I checked in at 6 a.m. last Wednesday, was home by noon with a lovely pain-killer cocktail on board. In the weeks leading up to the surgery I'd been teary and cranky a good part of the time--mostly from worry, I think, about whether I'd made the wrong decision--but as soon as the surgery was done I was calm, peaceful, relieved. No more bleeding, worry-free sex (well, the promise of it), and the freedom to ditch the birth control pills I've fretted about for the last five years since my mother died of breast cancer--done and done.
I'm not recovered, of course. I have "swelly belly." The four tiny incisions scattered on my torso don't reflect the healing that needs to happen inside, so I look pregnant--especially when I've been up and around too long. And after a several nights of waking up drenched in sweat, I did a little research on the internet and learned about "sleeping ovaries." Although mine were left alone, the disruption of the surgery can put them into a kind of shock. They should "wake up" and start pumping out hormones in a few weeks or so. It's also possible that going off of bc pills after 15 years has something to do with this. The pills could have been masking some perimenopausal symptoms, and it's going to take a month or so for my normal hormonal rhythm to reassert itself. Luckily, the only emotional expression of this hormonal hula has been a brief moment of rage when hot grease popped and burned me while I was fixing dinner last night--exacerbated by the fact that I really shouldn't have been up fixing dinner, no doubt.
But here's the kicker. I really expected to feel miserable after this surgery--what with losing my girly parts and all. Before the surgery, I speculated to a friend that this would be a Lenten experience full of digging around on the dark side, threshing out issues of identity, femininity, and OMG I'm OLD! Instead, I feel liberated. Probably some of that pre-operative weepiness helped me process any sense of loss connected with this. And now, the positive effects of being forced to slow down and rest are having an interesting effect.
It started before the surgery, actually, this urge to do creative things. For many months, I've been in a receptive mode, mostly intellectual--learning my new job at the college and doing formation for the diaconate. Normally a voracious reader and learner, I realize now that so much learning has been overwhelming me. Too much information, not enough time to digest it. That's the input side. On the output side, most of my activities have involved pushing paper (at the college), doing missional activities (Holy Trinity), and engaging in intense relational work (Holy Trinity). None of these "outputs"--as Spirit-filled as some of them are--create a tangible finished product . . . which may explain why being forced into days in the recliner--deprived of my usual routine, social contacts, and busyness--I'm giving in to strange cravings:
- I dropped an impossibly boring online class in the Old Testament in favor of a couple of trashy novels--mind-candy thrillers that have no redeeming intellectual or spiritual value.
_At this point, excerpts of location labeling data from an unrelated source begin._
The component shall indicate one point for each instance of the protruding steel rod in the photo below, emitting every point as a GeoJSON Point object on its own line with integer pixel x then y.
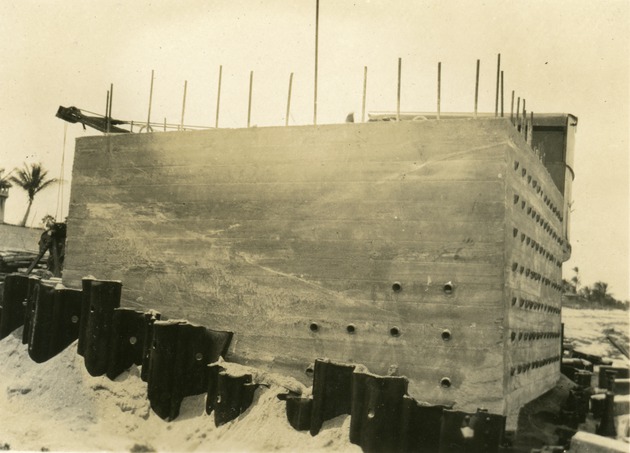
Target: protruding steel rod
{"type": "Point", "coordinates": [477, 88]}
{"type": "Point", "coordinates": [249, 102]}
{"type": "Point", "coordinates": [181, 123]}
{"type": "Point", "coordinates": [286, 123]}
{"type": "Point", "coordinates": [107, 112]}
{"type": "Point", "coordinates": [398, 92]}
{"type": "Point", "coordinates": [496, 97]}
{"type": "Point", "coordinates": [150, 101]}
{"type": "Point", "coordinates": [364, 94]}
{"type": "Point", "coordinates": [501, 94]}
{"type": "Point", "coordinates": [216, 122]}
{"type": "Point", "coordinates": [316, 61]}
{"type": "Point", "coordinates": [111, 101]}
{"type": "Point", "coordinates": [439, 88]}
{"type": "Point", "coordinates": [524, 120]}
- I'm dreaming about my own garden, not the church's.
- I'm rediscovering "worthless" activities: an old cross-stitch project, skimming magazines, crochet. (Because I'm slightly concerned that my renewed interest in crochet may, in fact, be an unmasked symptom of perimenopause, I'll be writing another blog entry--Things I Promise Never to Crochet--as a sort of insurance policy against the possibility of becoming a bonafide church lady.)
- I want to make things--with my own two hands.
Perhaps a psychotherapist would interpret this as a combination of regression (avoiding responsiblity in favor of fun) and womb-grief (needing to create things since I can no longer create a person). And maybe they'd be right. But it feels more like someone hit the reset button. And the new message goes something like: Slow down. Relax. Enjoy.